Machine Learning Engineer
Who are we?
Augmented Intelligence (AUI) is a tech company based in NYC with locations in Tel Aviv and Ramallah. We have developed a programming language that enables augmented intelligence. Since 2017, we have been building the operating system that will power the future of work. Backed by some of the most visionary investors in the world, we are creating a new work environment– one that couples the advantage of human agents (gumption) and AI (consistency). We have a culture that resembles a sports team, in which each member has tremendous ownership. We believe that work should feel like play.

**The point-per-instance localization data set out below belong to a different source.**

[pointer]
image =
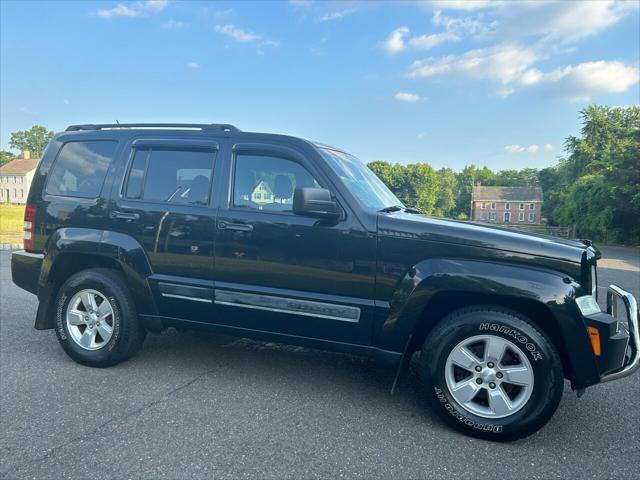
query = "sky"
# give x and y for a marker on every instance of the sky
(451, 83)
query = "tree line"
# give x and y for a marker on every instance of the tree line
(594, 187)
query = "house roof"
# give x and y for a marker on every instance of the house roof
(507, 194)
(19, 166)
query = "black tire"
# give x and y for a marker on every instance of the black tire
(494, 321)
(127, 333)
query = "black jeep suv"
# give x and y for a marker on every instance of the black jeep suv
(132, 229)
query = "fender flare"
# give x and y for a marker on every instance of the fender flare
(122, 249)
(421, 285)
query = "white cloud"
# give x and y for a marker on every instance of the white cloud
(333, 16)
(171, 24)
(406, 97)
(568, 20)
(503, 63)
(533, 148)
(395, 41)
(582, 81)
(133, 9)
(237, 33)
(461, 4)
(425, 42)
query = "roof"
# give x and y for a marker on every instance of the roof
(507, 194)
(19, 166)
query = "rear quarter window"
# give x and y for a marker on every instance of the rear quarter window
(80, 168)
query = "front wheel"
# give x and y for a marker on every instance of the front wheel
(491, 373)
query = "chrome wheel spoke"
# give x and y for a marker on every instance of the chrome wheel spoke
(483, 386)
(465, 391)
(76, 317)
(89, 301)
(105, 332)
(499, 403)
(88, 337)
(87, 322)
(519, 375)
(104, 310)
(463, 358)
(494, 349)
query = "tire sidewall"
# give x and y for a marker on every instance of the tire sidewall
(94, 281)
(547, 387)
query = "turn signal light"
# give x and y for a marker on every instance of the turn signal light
(29, 226)
(594, 335)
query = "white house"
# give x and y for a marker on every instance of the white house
(16, 177)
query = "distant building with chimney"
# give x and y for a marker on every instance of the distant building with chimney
(506, 205)
(16, 177)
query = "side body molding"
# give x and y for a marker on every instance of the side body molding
(110, 247)
(456, 278)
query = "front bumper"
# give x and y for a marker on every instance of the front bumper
(616, 336)
(631, 359)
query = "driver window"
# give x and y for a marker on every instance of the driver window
(265, 182)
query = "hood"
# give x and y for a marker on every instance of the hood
(478, 235)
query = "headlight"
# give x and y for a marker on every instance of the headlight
(587, 305)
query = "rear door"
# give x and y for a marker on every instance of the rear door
(164, 203)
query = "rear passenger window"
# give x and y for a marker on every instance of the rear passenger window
(265, 182)
(171, 175)
(80, 169)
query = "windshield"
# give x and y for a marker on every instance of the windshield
(361, 182)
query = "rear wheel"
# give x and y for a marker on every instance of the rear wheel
(96, 320)
(491, 373)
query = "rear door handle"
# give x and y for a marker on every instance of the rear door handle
(125, 215)
(242, 227)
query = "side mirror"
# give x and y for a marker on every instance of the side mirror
(315, 202)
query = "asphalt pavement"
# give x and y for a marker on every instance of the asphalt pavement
(199, 405)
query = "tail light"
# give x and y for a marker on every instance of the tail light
(29, 226)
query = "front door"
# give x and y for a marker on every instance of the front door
(164, 203)
(285, 273)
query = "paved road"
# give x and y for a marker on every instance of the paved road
(200, 406)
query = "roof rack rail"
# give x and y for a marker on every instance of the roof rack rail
(225, 127)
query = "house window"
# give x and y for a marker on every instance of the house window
(267, 182)
(171, 174)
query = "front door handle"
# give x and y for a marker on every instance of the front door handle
(242, 227)
(125, 215)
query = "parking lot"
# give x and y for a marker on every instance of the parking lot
(204, 405)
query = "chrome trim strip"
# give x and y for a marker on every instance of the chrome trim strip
(307, 308)
(184, 297)
(631, 307)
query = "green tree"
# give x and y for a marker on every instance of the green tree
(6, 157)
(34, 140)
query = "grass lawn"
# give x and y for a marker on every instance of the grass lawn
(11, 223)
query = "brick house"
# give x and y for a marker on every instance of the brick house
(16, 177)
(506, 205)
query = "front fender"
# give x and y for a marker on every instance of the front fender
(555, 291)
(103, 248)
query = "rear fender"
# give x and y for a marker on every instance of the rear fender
(105, 249)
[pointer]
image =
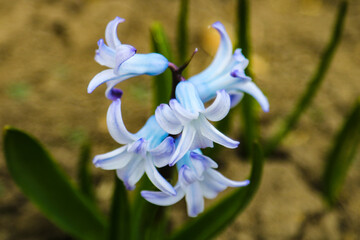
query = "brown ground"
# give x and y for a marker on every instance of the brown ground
(46, 55)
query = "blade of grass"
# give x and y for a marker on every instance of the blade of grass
(119, 224)
(162, 83)
(44, 183)
(314, 84)
(214, 220)
(182, 32)
(248, 107)
(341, 155)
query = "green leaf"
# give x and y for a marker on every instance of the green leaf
(47, 186)
(147, 220)
(162, 84)
(84, 176)
(119, 225)
(314, 84)
(341, 155)
(214, 220)
(248, 107)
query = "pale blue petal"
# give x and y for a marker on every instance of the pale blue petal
(186, 140)
(210, 132)
(138, 147)
(116, 125)
(111, 33)
(152, 132)
(181, 113)
(253, 90)
(156, 178)
(163, 199)
(219, 108)
(149, 64)
(132, 173)
(188, 97)
(235, 98)
(194, 199)
(187, 176)
(123, 53)
(221, 60)
(205, 161)
(216, 176)
(200, 141)
(115, 159)
(167, 119)
(102, 77)
(104, 55)
(162, 153)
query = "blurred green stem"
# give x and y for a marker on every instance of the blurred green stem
(313, 85)
(182, 32)
(341, 155)
(249, 113)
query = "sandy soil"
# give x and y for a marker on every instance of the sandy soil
(46, 56)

If you’re humble, hungry and have a big heart, this could be for you.
What will you be doing?
- Architect, Design, and implement infrastructures and tools to enable AI research and deployment within the AWS ecosystem
- Develop batch and streaming pipelines that fuel machine learning services
- Architect complicated jobs and orchestrate them on managed services
- Install and update disaster recovery procedures to safeguard our data
- Integrate techniques to constantly improve data reliability and quality
Who you are?
A seasoned software engineer who’s experienced in all layers of the data hierarchy – from database design to data collection and storage techniques, to a deep understanding of data transformation tools and methodologies, to provisioning and managing of analytical databases, to building infrastructures that bring machine learning capabilities into production.
What should you have?
- 2+ years of experience developing real-time stream processing solutions using Apache Kafka, Amazon Kinesis or Apache Flink
- 2+ years of experience developing batch processing solutions using AWS EMR or alike
- 3+ years of experience writing production-grade Python code and working with both relational and non-relational databases
- 2+ years of experience writing production-grade SQL
- 2+ years of experience developing REST or PRC-based APIs
- Solution orientation and ‘can do’ attitude – with a sense of ownership and accountability
- Bachelor’s Degree in Computer Science, Engineering or a similar computational discipline
- High English skills
- Experience developing infrastructures that bring machine learning services to production using MLFlow or Amazon Sagemaker
- Experience orchestrating containerized applications in the AWS ecosystem using AWS ECS and ECR
- Experience working with graph databases such as Neo4j or Amazon Neptune
- Experience with workflow management frameworks, such as apache airflow.